History of the Peloponnesian War

Thucydides

Thucydides. The history of the Peloponnesian War, Volume 1-2. Dale, Henry, translator. London: Heinemann and Henry G. Bohn, 1851-1852.

For he appears to have both come himself with most ships, and to have furnished them for the Arcadians besides; as Homer has also shown, if he is sufficient authority for any one, [*]( Literally, sufficient to prove it to any one. ) and also, in [his account of] the transmission of the sceptre, he has mentioned that he

O'er numerous islands and all Argos ruled.
Now, as he lived on the mainland, he would not have been master of islands, except those that were adjacent, (and those would not be numerous,) if he had not also had some naval force.
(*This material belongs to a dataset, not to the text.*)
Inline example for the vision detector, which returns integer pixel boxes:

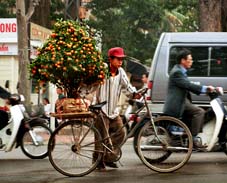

And we must conjecture by this expedition, what was the character of those before it.

And as to Mycenae having been a small place, or if any town in those times appear now to be inconsiderable, this would be no certain proof to rest upon, for disbelieving that the armament was as large as the poets have said, and as report prevails.

For if the city of the Lacedaemonians were laid desolate, and the temples and foundations of the public buildings were left, I think that when a long time had passed by, posterity would have great disbelief of their power in proportion to their fame. (And yet they occupy two of the five divisions of the Peloponnese, and take the lead of the whole of it, and of their allies out of it in great numbers. Still, as the city is neither built closely, nor has sumptuous temples and public buildings, but is built in villages, after the old fashion of Greece, it would have an inferior appearance.) Whereas if the Athenians were to suffer the same fate, I think their power would be conjectured, from the appearance of the city to the eye, to have been double what it is.

It is not therefore right to be incredulous, nor to look at the appearance of cities rather than their power; but to think that that expedition was greater indeed than any that were before it, but inferior to those of the present day; if on this point again we must believe the poetry of Homer, which it is natural that he, as a poet, set off on the side of exaggeration; but, nevertheless, even on this view it appears inferior.